Speaking of the government, word is that the United Iraqi Alliance list, dominated by Shi’ite religious parties and thought to have the blessings of Grand Ayatollah Ali al-Sistani, is deadlocked over who will be their candidate for the prime minister’s office. Ibrahim al-Jaafari, of the Da’wa Party, wants to keep the job, but current vice president Adel Abdul Mahdi (of the rival SCIRI party) is favored by others in the coalition. The Kurds are willing to support whoever will legalize their hold on Kirkuk.
The question is what will the Sunni groups do. Ally with the UIA in a national unity government? Cleave to Iyad Allawi’s rump bloc in the hopes of creating a viable opposition? We’ll see.
The mood here among reporters, I think, is grim. Jill Carroll’s kidnapping is still unresolved, despite hopeful rumors of her release soon. Those, so far, have gone unrealized.

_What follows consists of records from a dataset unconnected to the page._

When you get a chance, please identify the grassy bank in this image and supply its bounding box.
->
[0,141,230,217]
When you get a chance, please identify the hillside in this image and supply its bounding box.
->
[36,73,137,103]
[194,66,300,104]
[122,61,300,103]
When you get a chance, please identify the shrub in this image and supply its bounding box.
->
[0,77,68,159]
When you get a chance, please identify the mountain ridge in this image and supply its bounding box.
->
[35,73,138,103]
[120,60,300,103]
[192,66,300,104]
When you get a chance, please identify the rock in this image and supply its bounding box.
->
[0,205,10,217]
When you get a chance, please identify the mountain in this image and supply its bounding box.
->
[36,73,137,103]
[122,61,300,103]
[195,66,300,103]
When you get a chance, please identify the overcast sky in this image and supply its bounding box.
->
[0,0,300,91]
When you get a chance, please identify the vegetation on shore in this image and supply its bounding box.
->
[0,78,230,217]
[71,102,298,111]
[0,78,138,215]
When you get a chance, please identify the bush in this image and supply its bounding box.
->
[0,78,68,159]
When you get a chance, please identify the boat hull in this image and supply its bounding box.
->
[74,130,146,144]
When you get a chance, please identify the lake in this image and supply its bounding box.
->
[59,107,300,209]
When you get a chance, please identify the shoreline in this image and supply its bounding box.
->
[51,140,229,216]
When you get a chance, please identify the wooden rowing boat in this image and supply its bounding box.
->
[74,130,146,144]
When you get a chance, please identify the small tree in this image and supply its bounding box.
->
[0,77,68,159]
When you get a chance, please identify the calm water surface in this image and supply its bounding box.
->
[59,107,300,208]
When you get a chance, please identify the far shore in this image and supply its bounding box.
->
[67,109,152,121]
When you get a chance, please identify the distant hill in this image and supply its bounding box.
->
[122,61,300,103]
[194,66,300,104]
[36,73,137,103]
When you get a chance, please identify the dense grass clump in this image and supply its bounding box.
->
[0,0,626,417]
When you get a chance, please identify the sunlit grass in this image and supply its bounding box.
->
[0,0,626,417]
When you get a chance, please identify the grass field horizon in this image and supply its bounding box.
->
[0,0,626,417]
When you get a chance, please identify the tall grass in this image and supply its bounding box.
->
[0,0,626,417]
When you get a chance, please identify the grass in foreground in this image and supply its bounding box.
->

I arrived yesterday and today did little other than get my bearings and plan some stories with the other reporters. Tomorrow will be taken up with more logistics and media credentialling business. Wednesday, I sit down in the Saddam Circus, or should I say, “Trial.”
On the way in from the airport yesterday, I counted more marriage convoys than I had in months (three.) Why? Because tomorrow is the start of the Islamic new year and the beginning of _Muharram ul Haram_, the month in which religious Shi’ites refrain from marriage or other celebrations. (It must suck to have your birthday this month.) So, everyone was trying to get their last-minute wedding plans in. In 10 days, we’ll be faced with Ashurah, the marking of the martyrdom of Imam Hussein. Iraq’s Shi’ites in Najaf and, especially, Karbala, mark it with bloody parades in which they beat, cut and flagellate themselves in a sign of grief for the death of Hussein. It’s going to be a tense month, for while fighting is generally frowned upon during this month, Salafist/Wahabi Muslims consider the Umayyed Caliph Yazid, who sent the army that killed Hussein and his followers, a righteous figure while Shi’ites naturally detest him. In other words, the potential for violence is high.
Yes, Baghdad is the same as always. As the tagline to “Jarhead” goes, “Welcome to the Suck.”